Le gouvernement français veut faire évoluer la loi pour mieux lutter contre la polygamie, à la lumière de l'affaire très médiatisée d'un homme, compagnon de quatre femmes portant le niqab et qui ont perçu 175 000 euros d'allocations familiales en trois ans.

Lies Hebbadj était apparu en avril sur la scène publique aux côtés d'une de ses compagnes, qui contestait une contravention pour port du voile islamique intégral au volant. Peu après, il avait fait l'objet d'attaques du ministre de l'Intérieur, Brice Hortefeux, qui l'accusait de polygamie et de fraude.

Mercredi, ce commerçant vivant à Nantes (ouest de la France), a été inculpé pour escroquerie, fraude aux aides sociales et travail dissimulé. Quatre de ses compagnes, dont son épouse légitime, vont être convoquées par la justice.

Pour Brice Hortefeux, il faut faire évoluer le droit pour mieux lutter contre la polygamie, quitte à aller jusqu'au retrait de la nationalité.

Ce nouvel épisode s'inscrit en marge d'un débat persistant en France sur la place de l'islam dans la société.

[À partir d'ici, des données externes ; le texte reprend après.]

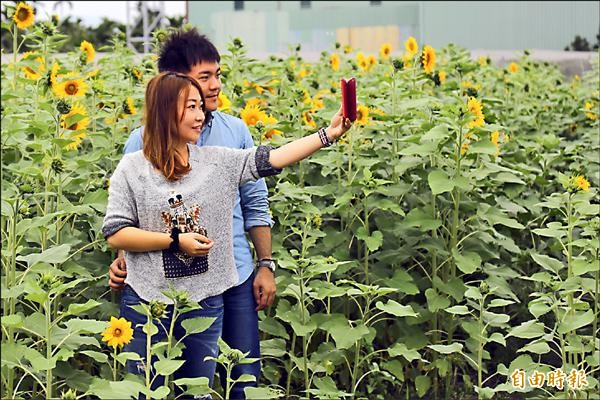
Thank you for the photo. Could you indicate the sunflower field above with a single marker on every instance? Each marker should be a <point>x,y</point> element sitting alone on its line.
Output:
<point>447,247</point>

Après s'être interrogé sur le concept d'«identité nationale», le gouvernement vient d'adopter un projet de loi d'interdiction du voile islamique intégral, burqa ou niqab.

«La définition que le code pénal fait de la polygamie n'est pas adaptée à la réalité», a affirmé mercredi le ministre de l'Intérieur car, de fait, «personne ou presque n'est juridiquement polygame en France».

Le droit «ne tient pas compte des mariages religieux ni des situations de communauté de vie et d'intérêts, qui constituent en réalité une polygamie de fait», a-t-il dénoncé.

Pour lui, il n'est pas «normal» qu'un étranger ayant acquis la nationalité grâce à son mariage avec une Française la conserve si, dans les années qui suivent, il «vit dans une situation de polygamie de fait en abusant du système d'aides sociales».

Sur trois ans, le montant total des prestations ainsi versées aux compagnes de Lies Hebbadj représente 175 000 euros. Selon le procureur de la République de Nantes, Xavier Ronsin, les prestations qu'elles auraient dû percevoir, si leurs déclarations de ressources avaient été conformes à la réalité, auraient dû s'échelonner entre 88 000 et 124 000 euros.

Lies Hebbadj, 35 ans, qui porte barbe, keffieh, calotte blanche et djellaba noire, a actuellement 15 enfants (il en aura bientôt 17), dont huit n'ont pas été reconnus afin de permettre le versement de prestations, selon la justice.

Pour sa part, le député européen de gauche Jean-Luc Mélenchon a estimé jeudi qu'il ne fallait pas «toucher au code de la nationalité».

«Le retrait de la nationalité française, ça a été l'arme avec laquelle le maréchal (Philippe) Pétain a fait peur à tous les gens qui étaient devenus français dont les miens, dont ma famille», a-t-il dénoncé, faisant référence au régime qui collabora avec l'Allemagne nazie dans les années 1940.

Autorisée dans une cinquantaine de pays dans le monde, la polygamie, définie comme «le fait pour une personne engagée dans les liens du mariage d'en contracter un autre avant la dissolution du précédent» est interdite en France.

Le phénomène, très peu étudié, est mal connu. Il toucherait près de 180 000 personnes, soit entre 16 et 20 000 familles, selon des estimations officielles.

Le plus fréquemment, ces ménages viennent d'Afrique de l'Ouest. Le taux de polygamie est très faible au Maghreb, selon des chercheurs. Lies Hebbadj est d'origine algérienne.

La polygamie est autorisée mais strictement encadrée par l'islam: le polygame doit pouvoir par exemple assurer la stricte égalité entre toutes les épouses, aussi bien sur le plan matériel qu'en ce qui concerne le temps consacré à chacune.